Guthrie first tried to knock Mrs. Romney off guard using Eastwood as the segue from the general coverage, asking some sort of nonsense question about how Eastwood’s speech didn’t really go as planned.
Ann looked puzzled, answering with something like, We thought he did fine. We had a good time.
Cue up attempted Couric moment: Later, Guthrie asked Mrs. Romney if she could name a specific policy that her husband supports that will help women. As Romney begins to speak calmly, I believe Guthrie realizes that she didn’t do a good enough job at shocking Mrs. Romney, so she interrupts her guest and adds a clarifying condition, in true 5-year-old playground-tag-rule-making fashion (“you can only stay on base for 5 seconds”): it has to be something specific that only benefits women, it can’t be something that benefits both men and women.

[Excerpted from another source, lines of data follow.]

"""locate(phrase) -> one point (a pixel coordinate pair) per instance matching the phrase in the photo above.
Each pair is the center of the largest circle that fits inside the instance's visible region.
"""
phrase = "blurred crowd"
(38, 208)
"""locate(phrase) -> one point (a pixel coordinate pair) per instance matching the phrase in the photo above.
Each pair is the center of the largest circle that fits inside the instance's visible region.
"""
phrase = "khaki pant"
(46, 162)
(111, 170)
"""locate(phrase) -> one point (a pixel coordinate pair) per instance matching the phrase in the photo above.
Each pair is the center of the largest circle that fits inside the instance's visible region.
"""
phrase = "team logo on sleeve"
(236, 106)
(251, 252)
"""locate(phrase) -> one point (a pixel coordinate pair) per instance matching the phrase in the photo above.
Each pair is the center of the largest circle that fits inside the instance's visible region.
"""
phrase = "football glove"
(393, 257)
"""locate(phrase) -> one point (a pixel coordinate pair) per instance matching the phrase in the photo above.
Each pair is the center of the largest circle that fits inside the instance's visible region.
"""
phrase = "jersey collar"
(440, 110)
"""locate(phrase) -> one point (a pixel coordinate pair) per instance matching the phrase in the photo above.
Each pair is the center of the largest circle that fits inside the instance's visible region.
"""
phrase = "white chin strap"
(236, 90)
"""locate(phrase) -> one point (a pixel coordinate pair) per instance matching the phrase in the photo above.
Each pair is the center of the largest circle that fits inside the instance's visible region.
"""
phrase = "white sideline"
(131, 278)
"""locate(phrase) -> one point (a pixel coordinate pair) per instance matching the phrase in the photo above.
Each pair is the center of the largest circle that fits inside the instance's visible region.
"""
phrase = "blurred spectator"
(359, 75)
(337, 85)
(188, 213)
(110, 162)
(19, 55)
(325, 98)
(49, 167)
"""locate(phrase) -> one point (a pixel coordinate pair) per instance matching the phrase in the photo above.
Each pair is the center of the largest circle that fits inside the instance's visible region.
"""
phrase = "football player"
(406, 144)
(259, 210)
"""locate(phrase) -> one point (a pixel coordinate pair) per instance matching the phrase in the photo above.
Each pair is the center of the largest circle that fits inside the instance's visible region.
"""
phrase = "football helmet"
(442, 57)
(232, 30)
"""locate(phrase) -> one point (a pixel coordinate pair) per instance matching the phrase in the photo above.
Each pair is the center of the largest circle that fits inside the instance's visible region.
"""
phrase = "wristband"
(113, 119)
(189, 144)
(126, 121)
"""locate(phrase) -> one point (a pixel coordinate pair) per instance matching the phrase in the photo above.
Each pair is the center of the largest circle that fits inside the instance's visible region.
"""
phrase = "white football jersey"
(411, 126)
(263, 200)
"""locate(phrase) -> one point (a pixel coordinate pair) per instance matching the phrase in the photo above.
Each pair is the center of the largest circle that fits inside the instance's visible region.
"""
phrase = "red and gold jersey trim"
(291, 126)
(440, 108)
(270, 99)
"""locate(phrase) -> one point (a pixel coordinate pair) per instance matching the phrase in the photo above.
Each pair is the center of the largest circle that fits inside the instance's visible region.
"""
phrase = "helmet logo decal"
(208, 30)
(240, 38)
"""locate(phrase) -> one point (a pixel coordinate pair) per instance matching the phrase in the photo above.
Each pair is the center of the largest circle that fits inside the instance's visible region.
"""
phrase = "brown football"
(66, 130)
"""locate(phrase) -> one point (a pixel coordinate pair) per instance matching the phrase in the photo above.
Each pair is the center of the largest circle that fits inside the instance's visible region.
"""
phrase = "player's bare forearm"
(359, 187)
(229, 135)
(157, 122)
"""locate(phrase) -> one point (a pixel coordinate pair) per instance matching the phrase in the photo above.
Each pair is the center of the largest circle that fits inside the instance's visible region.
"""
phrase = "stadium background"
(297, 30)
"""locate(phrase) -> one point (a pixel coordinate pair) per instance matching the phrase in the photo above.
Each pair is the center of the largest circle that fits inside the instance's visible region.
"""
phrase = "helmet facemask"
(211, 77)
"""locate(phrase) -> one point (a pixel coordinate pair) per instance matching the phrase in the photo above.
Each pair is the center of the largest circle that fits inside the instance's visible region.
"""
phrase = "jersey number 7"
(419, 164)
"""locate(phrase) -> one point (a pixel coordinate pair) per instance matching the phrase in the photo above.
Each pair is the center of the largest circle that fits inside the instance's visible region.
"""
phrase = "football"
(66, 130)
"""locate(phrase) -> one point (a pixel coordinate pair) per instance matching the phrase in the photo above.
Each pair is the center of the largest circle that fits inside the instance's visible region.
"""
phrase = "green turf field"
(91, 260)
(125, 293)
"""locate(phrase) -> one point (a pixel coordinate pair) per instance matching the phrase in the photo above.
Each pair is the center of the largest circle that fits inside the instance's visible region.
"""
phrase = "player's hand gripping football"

Mrs. Romney looked a bit more puzzled and rattled off something that sounded as good as any beauty pageant contestant does when asked a dumb question during the question-and-answer competition and they assume it bad form just to say, sorry, that’s a dumb question, can I have another?
If I was reading Mrs. Romney’s eyes correctly (or maybe just imagining how I would answer Savannah), I think she really wanted to answer:
Savannah, dear, what a dumb question. How on Earth did you pass your civics class? Do you not understand the President’s role?
His role is not to pick winners and losers, which is what he would be doing if he supported a SPECIFIC policy that would “help” women — whatever that means.
The President’s role is to defend our country to keep every man, WOMAN and child safe from foreign invaders and uphold the Constitution so that every man, WOMAN and child can enjoy life, liberty and the pursuit of happiness unencumbered by heavy-handed government and free of interference from our neighbors.
Well, at least Romney’s answer was good enough not to be used as future empty fodder against her husband and Guthrie will have to keep trying to find her Couric moment.
But, note to Guthrie — whose own success defeats her perception of unfairness to women that the President needs to fix — Couric isn’t all that hot anymore. Why not go for a lasting career. Become a good journalist. Drop the Howard Stern shock jock tactics. There’s still time.